History of IV Drug Abuse and Hemoptysis

Jonathan Gordon, M.D., Ph.D.

July 14, 2004


Patients with septic pulmonary emboli typically present with fever, cough and hemoptysis and have a classic history of intravenous drug abuse, tricuspid valve endocarditis or infected central venous catheters. Additional associated conditions include immunologic deficiency, cutaneous infection, upper extremity or pelvic venous infection or infected arteriovenous fistulas. Streptococcus or Staphylococcus aureus are the most commonly isolated organisms. This case illustrates classic radiologic findings of septic emboli including peripheral nodules of various sizes and varying degrees of cavitation. Septic emboli may be unilateral only and may wax and wane as embolic showers occur. Infectious foci may extend into the pleural space and result in an empyema. On CT, an additional classic sign is the "feeding vessel sign", when nodules arise distally along a pulmonary vessel.
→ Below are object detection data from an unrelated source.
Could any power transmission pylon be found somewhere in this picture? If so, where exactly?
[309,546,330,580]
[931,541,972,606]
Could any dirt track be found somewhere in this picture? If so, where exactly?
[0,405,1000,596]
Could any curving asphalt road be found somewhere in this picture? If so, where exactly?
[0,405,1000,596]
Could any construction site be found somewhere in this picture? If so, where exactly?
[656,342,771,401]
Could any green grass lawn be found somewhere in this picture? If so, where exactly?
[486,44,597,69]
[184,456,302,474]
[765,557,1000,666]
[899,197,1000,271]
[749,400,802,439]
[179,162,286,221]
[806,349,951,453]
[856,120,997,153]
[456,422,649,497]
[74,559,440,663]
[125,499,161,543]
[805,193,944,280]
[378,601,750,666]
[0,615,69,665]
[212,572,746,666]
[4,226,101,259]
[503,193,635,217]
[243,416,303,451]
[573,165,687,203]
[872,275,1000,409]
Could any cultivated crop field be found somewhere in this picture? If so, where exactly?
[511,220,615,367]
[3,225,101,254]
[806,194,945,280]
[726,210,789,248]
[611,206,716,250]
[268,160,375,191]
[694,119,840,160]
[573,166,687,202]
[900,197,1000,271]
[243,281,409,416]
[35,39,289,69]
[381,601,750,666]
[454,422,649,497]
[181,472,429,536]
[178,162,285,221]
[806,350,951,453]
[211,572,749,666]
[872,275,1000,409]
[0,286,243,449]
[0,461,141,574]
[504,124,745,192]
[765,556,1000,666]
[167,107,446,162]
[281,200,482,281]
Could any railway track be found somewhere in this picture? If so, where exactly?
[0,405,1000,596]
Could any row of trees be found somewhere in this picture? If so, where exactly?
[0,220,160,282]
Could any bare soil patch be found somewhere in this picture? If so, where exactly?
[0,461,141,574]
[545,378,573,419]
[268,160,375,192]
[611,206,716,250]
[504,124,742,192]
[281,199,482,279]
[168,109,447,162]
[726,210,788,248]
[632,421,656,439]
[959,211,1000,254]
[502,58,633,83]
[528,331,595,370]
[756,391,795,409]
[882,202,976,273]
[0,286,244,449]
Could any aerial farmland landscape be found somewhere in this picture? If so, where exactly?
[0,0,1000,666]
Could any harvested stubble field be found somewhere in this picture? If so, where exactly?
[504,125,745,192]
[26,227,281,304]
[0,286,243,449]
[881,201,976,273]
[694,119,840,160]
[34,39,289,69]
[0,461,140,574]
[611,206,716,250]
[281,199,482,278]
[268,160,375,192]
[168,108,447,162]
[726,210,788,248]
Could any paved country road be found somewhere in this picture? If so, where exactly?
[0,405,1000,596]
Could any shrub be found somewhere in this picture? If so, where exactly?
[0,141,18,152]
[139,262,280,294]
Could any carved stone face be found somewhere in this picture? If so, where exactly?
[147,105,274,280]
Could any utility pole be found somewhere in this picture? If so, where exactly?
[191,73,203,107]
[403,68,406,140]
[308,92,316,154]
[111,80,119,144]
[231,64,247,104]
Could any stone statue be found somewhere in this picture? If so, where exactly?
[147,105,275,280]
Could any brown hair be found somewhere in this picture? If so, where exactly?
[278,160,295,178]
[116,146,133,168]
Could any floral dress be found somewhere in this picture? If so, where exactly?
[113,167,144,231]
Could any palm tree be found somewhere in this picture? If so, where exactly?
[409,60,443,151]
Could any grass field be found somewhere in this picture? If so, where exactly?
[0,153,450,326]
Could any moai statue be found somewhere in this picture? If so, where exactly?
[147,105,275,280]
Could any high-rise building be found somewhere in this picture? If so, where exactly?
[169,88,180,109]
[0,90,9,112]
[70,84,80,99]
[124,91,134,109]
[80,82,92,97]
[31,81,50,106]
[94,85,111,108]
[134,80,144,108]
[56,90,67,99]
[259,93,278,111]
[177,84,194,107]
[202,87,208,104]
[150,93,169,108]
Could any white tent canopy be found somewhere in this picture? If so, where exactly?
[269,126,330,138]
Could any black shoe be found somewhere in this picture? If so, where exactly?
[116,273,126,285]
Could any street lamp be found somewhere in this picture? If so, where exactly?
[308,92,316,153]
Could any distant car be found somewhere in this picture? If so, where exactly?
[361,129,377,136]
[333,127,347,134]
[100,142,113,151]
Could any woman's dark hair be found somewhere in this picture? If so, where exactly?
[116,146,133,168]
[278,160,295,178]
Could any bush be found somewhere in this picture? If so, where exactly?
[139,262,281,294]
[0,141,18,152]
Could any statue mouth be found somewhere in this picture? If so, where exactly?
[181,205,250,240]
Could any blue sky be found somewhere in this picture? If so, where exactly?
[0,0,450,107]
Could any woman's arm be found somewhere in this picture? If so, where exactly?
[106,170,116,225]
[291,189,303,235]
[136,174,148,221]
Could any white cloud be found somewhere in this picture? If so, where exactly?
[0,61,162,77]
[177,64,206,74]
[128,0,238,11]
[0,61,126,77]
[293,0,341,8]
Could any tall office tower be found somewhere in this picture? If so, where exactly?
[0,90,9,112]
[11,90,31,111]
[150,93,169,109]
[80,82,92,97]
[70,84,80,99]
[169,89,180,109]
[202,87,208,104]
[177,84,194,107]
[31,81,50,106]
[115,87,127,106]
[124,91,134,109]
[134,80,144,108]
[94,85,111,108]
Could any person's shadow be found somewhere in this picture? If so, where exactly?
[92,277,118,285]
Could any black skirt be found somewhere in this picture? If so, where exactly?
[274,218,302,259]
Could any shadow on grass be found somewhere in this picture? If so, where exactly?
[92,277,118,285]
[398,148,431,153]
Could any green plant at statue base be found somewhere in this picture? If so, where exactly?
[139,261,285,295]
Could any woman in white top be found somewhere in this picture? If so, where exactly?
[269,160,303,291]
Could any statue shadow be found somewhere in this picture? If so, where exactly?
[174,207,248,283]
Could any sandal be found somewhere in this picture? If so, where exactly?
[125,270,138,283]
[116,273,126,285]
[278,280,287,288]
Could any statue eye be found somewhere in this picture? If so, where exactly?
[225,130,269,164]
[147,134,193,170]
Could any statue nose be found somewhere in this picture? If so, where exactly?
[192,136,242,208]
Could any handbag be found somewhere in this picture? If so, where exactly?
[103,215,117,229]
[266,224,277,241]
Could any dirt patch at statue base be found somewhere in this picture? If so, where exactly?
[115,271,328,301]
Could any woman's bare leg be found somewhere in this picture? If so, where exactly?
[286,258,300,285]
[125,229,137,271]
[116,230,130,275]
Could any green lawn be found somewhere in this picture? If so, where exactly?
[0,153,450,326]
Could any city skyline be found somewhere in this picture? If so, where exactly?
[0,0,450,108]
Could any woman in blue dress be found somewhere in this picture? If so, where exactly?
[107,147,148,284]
A major potential complication is that of pulmonary infarction presenting as a triangular wedge-shaped opacity which displays peripheral enhancement and central low attenuation or nonenhancement. An unusual cause of septic emboli is that of a pharyngeal or parapharyngeal space infection extending into the internal jugular vein, known as Lemierre syndrome. This patient was found to have tricuspid endocarditis.